The timing has never been better for photographers who want to explore the creative world of fine art photography. The market is in a nascent stage but if art is currency then the 1400-point sensex should be a good omen too. There are some photographers who have been commercial photographers only because the market was ready to have them, but some of them felt restricted working to a brief often shoddily thought through, directed oftener by wet behind the ears advertising ‘creative’.
With fine art photography as with painting, sculpture and print making the buck stops squarely on the individual photographer, there is no where to hide and no client, no agency to answer to. It’s you and the jungle. Ashok Salian’s debut solo show on at Jamaat 9 Jan to 2 Feb is like a pathfinders compass, while he himself is searching through five separate subjects, the viewer has to align themselves to magnetic north then journey to the centre.

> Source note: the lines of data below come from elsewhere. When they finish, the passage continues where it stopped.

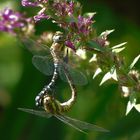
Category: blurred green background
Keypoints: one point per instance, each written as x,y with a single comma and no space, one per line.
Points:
20,82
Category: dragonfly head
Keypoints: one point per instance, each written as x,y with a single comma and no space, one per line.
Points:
38,101
58,37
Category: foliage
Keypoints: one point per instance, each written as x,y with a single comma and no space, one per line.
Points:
80,34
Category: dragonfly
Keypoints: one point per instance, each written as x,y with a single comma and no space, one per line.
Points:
50,61
53,107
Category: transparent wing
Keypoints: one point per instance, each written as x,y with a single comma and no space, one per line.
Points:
34,47
36,112
80,125
43,64
78,78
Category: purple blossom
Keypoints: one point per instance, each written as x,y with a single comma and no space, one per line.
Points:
70,45
40,16
38,3
10,20
84,25
33,4
64,8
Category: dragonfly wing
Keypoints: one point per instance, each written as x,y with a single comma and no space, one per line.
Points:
80,125
34,47
77,77
36,112
43,64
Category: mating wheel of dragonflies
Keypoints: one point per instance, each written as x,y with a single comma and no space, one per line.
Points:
54,108
43,60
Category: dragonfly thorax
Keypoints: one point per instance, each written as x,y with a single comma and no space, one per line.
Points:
51,105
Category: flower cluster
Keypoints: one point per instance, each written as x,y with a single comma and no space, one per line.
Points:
79,34
10,20
39,3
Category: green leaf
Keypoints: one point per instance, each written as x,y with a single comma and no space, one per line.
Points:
95,45
134,62
130,106
93,58
119,45
109,75
107,32
118,48
106,77
89,15
97,72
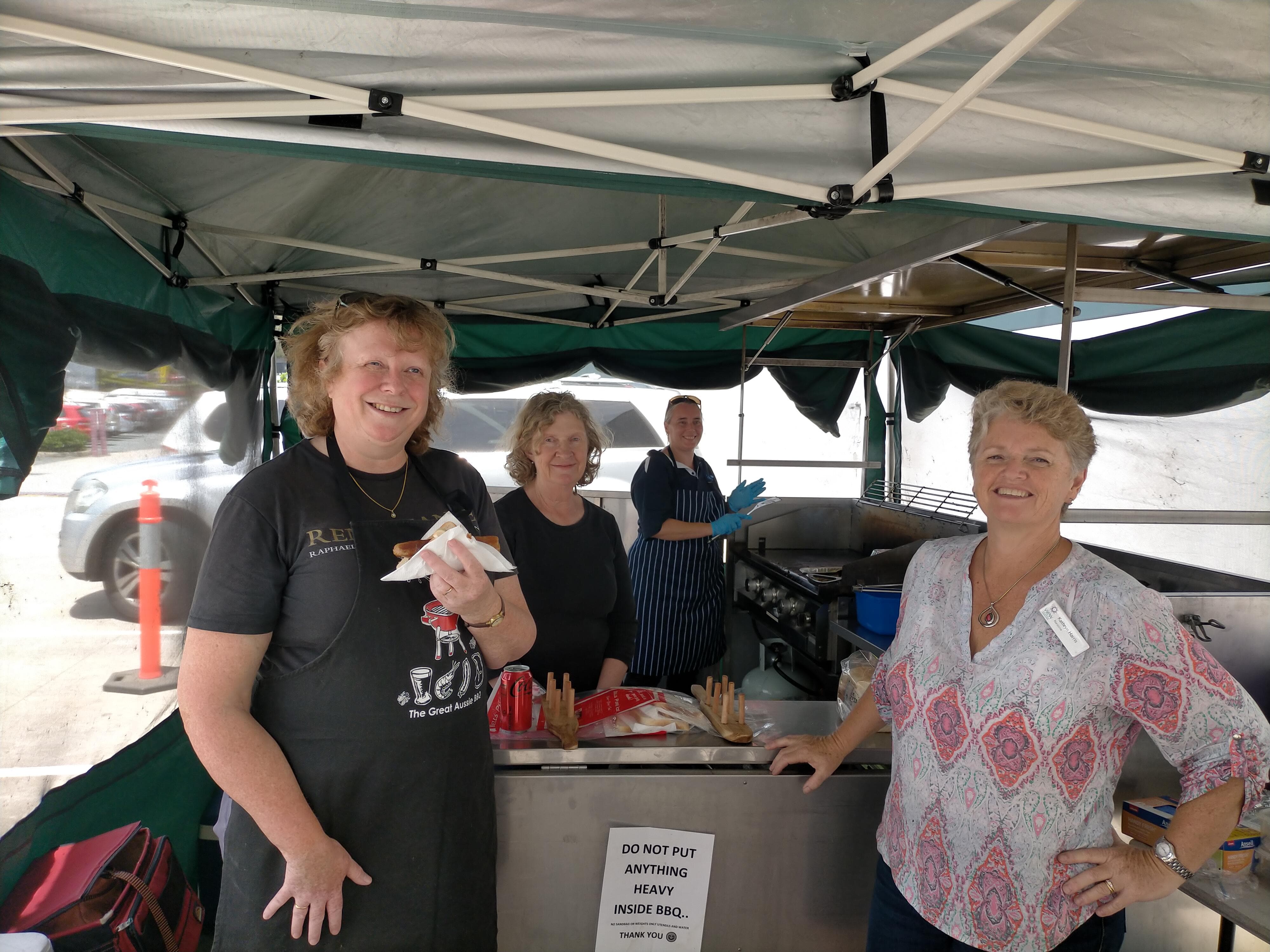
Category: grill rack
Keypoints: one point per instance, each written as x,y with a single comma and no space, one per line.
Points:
904,497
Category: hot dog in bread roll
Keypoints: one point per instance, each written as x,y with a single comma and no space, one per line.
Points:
404,552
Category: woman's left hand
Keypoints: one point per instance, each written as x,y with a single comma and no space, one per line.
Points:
471,593
1136,875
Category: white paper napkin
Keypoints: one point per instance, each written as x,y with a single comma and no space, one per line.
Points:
415,568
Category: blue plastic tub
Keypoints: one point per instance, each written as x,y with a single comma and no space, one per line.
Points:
878,611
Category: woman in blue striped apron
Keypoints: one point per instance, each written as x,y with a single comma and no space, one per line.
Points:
678,560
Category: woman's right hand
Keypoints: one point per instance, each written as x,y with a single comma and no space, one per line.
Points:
822,753
316,882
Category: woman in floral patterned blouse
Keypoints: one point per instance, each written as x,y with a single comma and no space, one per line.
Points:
1008,747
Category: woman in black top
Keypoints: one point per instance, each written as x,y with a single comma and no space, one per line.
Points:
568,552
349,732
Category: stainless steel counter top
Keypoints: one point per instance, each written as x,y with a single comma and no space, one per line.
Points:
770,719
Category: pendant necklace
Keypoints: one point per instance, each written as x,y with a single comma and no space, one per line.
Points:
989,618
392,511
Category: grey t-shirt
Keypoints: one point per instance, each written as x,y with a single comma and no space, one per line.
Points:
283,555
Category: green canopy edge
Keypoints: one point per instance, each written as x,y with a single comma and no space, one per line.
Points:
157,781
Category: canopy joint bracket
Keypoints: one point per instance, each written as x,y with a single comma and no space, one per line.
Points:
1254,164
384,102
844,88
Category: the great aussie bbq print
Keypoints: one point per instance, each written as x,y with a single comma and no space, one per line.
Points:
453,681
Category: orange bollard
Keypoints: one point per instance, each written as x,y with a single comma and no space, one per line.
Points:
150,677
150,520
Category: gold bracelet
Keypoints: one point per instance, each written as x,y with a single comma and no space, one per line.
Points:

Each of those subjects have names, for Ashok the beginning is where it all started, with the black and white series of four images called Surrealism. The title is a bit loaded and ambitious for all the art history baggage that that brings. ‘It was the pressure to make images for the Exhibit A show’ where commercial photographers showcase their own personal work, and what Ashok calls, laziness, that prompted the exploration. While laziness is often associated with lack of physical get up and go, like some travel photography, you don’t necessarily have to leave home to indulge in it. The ramshackled gala next door to his studio became the scene of ‘organised’ chaos. In many ways you want to return to the scene of the crime, there are elements and a backward Secundrabad stencil along with a woman whose lips are sealed. You have to unravel the secret yourself; it’s a dark world there, rich with texture and light peers through meaningfully. This quartet is the best work in the show, stripped of the realness of colour and 3D, the work is real and surreal hauntingly, brutally, honestly. Much of the work is projected, photocopied, analogue, each work independently and collectively is superb, and where in one photograph there is enough black space around the subjects to minimally speak to you without a concert.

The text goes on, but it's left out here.